Blacks Leisure Group - Essay Example This diversity makes the company capture a wider market. The company's strength also lies in the availability of capital enabling the company to weather periods of large losses and allocate budget to cover expenses for closure of its non-performing stores. This is the result of a comprehensive and effective financial management scheme. Most of the products sold by the company are designed for cold and moist conditions which make it inappropriate or warm and dry conditions. Whenever such weather conditions occur, the company will surely suffer from decreased sales. The company is also lacking in activities that encourage participation and industry growth. It has minimal presence in advocacy campaigns geared towards the availability of land/waterways upon which to recreate, strong outdoor ethos in the next generations and integration of a variety of activities into the active outdoor lifestyle. These activities are necessary to ensure that people will prefer to go outdoors than just enjoy indoor activities. According to the 2007 full preliminary report of the company, the new e-commerce web sites for Blacks and Millets have resulted to a 70% increase on online sales.

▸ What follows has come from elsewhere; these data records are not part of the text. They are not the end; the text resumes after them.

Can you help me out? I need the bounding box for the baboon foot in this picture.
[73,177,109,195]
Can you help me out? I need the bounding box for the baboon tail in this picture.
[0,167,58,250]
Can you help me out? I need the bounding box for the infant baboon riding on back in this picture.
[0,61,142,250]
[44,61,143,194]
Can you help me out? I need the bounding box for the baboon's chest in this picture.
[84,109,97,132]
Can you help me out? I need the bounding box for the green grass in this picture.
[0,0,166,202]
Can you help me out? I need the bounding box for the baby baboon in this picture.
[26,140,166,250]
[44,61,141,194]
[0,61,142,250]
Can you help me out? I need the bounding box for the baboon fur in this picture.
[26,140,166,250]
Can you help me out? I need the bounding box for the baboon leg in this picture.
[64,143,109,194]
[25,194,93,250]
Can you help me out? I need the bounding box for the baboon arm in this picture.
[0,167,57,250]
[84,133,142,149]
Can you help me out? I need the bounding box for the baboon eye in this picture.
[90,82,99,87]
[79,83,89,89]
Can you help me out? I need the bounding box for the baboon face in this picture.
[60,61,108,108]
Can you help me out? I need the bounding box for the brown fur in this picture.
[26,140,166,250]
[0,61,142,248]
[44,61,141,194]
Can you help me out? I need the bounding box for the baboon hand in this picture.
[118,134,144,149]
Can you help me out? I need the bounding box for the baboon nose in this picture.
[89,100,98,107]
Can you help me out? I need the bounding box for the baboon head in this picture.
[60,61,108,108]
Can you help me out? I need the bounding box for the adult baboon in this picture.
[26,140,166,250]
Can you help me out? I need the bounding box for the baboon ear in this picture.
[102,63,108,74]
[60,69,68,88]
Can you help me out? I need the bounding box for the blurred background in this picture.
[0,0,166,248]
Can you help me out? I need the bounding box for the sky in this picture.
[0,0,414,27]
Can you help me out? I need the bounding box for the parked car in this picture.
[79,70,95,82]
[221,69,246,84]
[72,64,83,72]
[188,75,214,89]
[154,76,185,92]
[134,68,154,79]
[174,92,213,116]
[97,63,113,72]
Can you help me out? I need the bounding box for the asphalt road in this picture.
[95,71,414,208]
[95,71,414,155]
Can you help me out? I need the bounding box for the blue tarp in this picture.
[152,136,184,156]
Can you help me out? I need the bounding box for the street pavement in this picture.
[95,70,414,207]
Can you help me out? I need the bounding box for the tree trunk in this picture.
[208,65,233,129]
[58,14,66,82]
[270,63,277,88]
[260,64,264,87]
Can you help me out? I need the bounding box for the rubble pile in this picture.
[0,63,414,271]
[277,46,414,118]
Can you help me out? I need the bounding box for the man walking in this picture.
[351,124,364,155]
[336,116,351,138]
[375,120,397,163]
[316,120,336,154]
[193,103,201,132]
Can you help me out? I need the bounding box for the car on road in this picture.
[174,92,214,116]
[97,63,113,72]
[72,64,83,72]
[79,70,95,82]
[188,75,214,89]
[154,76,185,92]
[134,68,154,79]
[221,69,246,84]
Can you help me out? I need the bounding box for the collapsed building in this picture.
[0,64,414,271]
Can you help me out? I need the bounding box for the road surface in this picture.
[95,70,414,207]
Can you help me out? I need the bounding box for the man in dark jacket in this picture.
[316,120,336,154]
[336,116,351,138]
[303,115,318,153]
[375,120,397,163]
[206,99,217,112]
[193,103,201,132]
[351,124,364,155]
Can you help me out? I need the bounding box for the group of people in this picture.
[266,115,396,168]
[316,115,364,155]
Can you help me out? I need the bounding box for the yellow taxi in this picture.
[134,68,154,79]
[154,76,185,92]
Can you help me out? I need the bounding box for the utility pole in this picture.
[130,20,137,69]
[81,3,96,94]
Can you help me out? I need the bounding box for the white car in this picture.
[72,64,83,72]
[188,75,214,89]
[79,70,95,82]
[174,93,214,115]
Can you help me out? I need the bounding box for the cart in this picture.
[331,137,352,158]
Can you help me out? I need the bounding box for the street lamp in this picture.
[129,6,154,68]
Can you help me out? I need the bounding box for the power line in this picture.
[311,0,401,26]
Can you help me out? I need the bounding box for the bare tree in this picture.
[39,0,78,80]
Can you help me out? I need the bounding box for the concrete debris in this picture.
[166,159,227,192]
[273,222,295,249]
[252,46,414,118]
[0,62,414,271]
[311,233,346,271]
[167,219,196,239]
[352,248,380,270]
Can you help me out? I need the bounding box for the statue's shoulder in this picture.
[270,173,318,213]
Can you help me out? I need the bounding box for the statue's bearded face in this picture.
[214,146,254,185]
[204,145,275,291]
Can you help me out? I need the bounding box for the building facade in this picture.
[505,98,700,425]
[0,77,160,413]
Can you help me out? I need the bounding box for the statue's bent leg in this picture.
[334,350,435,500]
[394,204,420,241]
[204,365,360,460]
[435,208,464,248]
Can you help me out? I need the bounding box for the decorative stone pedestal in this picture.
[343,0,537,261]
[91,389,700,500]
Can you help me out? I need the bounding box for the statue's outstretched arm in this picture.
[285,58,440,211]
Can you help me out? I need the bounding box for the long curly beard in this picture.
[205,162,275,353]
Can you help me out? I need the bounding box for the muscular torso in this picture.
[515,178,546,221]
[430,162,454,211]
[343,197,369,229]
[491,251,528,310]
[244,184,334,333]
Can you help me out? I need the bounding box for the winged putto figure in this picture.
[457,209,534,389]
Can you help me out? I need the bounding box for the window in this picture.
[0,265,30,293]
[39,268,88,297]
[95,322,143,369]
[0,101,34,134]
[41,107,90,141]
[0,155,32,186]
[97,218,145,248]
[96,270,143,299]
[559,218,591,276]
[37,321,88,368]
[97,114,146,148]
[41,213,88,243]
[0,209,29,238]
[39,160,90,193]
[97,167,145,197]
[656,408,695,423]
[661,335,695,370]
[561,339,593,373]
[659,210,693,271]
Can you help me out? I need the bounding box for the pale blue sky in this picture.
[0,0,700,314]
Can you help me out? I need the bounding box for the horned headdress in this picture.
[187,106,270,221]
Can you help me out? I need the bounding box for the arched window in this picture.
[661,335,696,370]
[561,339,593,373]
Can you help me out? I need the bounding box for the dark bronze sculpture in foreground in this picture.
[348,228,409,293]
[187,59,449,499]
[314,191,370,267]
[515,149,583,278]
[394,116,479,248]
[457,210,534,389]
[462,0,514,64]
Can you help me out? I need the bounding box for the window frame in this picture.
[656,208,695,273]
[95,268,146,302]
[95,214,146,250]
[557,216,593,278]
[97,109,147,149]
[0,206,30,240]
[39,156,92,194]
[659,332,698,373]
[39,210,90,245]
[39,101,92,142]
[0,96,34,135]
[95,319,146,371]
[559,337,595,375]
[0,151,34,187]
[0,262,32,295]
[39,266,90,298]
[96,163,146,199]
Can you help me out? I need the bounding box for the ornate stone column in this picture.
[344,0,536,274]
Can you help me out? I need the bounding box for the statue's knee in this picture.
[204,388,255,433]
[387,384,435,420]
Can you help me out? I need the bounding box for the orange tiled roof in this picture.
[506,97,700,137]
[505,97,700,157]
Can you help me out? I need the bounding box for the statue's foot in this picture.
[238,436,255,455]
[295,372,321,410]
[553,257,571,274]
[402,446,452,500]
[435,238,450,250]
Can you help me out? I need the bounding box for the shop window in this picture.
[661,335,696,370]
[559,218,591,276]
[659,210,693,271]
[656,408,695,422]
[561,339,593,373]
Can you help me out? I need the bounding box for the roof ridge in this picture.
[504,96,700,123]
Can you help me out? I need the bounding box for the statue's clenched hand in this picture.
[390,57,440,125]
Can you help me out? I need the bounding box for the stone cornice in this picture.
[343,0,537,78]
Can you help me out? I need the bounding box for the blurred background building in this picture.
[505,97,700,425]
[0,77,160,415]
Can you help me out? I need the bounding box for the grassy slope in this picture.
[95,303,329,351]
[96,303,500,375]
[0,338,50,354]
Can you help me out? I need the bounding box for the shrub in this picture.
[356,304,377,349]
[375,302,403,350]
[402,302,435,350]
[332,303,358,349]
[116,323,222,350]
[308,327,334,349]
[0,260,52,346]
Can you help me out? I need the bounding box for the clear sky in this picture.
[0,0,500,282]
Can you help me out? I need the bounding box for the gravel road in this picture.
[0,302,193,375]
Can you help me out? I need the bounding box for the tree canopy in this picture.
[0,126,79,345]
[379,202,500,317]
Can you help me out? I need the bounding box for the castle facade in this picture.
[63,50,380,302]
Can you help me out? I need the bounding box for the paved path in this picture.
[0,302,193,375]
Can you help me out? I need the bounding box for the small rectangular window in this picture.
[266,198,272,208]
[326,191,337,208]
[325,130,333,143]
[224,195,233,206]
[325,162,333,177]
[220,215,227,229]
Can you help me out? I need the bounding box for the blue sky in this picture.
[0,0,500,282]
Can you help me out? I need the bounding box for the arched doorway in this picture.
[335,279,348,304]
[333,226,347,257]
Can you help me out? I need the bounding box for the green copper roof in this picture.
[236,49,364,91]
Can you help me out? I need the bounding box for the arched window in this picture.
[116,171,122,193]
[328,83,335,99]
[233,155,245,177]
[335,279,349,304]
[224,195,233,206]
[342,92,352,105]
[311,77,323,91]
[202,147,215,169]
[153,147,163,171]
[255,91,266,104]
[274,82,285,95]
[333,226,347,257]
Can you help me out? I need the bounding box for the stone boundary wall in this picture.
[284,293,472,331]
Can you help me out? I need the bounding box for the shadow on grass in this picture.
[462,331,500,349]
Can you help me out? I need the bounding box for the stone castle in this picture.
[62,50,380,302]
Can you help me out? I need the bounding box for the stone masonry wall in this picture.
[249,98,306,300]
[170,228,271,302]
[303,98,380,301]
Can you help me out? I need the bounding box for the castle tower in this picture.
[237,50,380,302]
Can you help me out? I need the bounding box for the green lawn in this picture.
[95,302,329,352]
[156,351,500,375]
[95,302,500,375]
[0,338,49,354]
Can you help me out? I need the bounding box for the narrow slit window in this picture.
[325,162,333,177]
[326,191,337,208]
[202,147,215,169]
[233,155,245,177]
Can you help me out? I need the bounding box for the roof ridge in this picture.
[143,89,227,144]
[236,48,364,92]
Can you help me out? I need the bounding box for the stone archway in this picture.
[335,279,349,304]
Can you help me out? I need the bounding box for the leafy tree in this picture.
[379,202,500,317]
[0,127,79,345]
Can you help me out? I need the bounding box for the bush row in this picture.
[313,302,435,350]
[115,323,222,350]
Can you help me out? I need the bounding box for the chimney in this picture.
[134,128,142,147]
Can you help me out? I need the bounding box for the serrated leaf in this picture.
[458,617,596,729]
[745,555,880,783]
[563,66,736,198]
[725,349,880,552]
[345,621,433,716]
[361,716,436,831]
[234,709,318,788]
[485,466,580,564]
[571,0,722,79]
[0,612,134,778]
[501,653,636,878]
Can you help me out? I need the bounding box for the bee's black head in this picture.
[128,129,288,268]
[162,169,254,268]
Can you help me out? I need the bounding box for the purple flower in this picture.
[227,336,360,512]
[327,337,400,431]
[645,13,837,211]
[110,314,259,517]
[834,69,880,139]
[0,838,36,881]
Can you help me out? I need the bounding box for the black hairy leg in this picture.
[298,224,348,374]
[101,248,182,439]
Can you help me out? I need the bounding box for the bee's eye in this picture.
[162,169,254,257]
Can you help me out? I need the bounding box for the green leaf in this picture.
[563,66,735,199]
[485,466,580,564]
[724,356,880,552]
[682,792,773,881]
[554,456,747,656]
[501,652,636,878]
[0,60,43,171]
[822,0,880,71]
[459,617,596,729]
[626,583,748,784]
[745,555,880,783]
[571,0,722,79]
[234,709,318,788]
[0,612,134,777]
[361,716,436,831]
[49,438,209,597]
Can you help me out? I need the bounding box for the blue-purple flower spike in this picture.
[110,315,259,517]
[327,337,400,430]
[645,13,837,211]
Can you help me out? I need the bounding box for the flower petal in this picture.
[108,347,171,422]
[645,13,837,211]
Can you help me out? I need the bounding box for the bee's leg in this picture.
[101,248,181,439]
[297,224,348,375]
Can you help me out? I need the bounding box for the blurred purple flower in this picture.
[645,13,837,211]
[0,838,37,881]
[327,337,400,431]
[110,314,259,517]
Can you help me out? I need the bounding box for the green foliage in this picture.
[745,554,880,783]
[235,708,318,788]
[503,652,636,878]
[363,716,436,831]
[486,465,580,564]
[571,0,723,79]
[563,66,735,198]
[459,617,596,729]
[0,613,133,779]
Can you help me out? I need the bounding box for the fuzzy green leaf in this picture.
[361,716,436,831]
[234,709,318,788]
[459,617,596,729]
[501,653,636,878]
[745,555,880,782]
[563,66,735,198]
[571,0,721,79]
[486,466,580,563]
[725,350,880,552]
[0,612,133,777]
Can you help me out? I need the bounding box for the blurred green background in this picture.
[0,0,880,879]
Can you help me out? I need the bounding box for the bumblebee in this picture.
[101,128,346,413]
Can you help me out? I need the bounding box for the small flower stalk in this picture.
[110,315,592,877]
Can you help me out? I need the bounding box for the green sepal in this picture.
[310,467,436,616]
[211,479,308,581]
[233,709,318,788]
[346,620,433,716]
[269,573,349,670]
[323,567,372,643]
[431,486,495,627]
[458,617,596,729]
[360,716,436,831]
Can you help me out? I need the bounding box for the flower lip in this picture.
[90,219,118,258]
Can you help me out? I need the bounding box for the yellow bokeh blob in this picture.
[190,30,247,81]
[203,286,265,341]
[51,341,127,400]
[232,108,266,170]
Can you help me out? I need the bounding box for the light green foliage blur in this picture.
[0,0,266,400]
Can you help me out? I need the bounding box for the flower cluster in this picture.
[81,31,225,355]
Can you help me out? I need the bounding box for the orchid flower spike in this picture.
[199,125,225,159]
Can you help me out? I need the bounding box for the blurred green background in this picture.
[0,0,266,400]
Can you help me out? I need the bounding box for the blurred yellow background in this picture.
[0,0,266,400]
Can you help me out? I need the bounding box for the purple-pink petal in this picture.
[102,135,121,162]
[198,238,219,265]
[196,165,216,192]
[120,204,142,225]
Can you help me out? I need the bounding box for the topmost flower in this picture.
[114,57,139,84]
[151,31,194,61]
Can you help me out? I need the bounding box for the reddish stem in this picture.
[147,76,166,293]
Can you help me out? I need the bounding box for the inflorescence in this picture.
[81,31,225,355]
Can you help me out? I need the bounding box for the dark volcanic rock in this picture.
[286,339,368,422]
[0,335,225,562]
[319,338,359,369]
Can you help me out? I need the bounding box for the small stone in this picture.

The provision of online shopping as a distribution channel presents opportunities for the business firm to increase their sales as they can widen their coverage.

Friday, February 7, 2020

Management theory and application Essay Example | Topics and Well Written Essays - 1000 words

Management theory and application - Essay Example Invisible Management is an attempt to approach the subject of leadership in a more theoretically precise and useful way by grounding it in a social constructionist framework. The book is an edited volume consisting of thirteen chapters, eleven of them empirical. It draws on a tradition of scholarship--particularly in sociology, anthropology, social psychology, and neo-Freudian psychology--that emphasizes the role of society in the construction of leadership. To turn these pages is to be reminded again of the critical importance that the classical sociologists, Weber and Simmel, as well as psychologists such as Freud and Erickson, placed on developing a useful theory of leadership, especially one that recognized the social dimensions of leadership as opposed to simplistic hero worship. The book also reminds one of the narrowness of the approach to executive leadership taken by contemporary American scholarship, with its emphasis on social demography and statistical work at the expense of theory development and field data. In many ways, the contributors to this volume are suggesting that the way to go forward in leadership scholarship is to take a step back toward these earlier theoretical and empirical traditions. The first two chapters lay out the books basic theme of the role of social constructionism in leadership studies. My understanding of the argument that links the various chapters is as follows. Leading and following are social processes that are mediated through language and other forms of symbolization.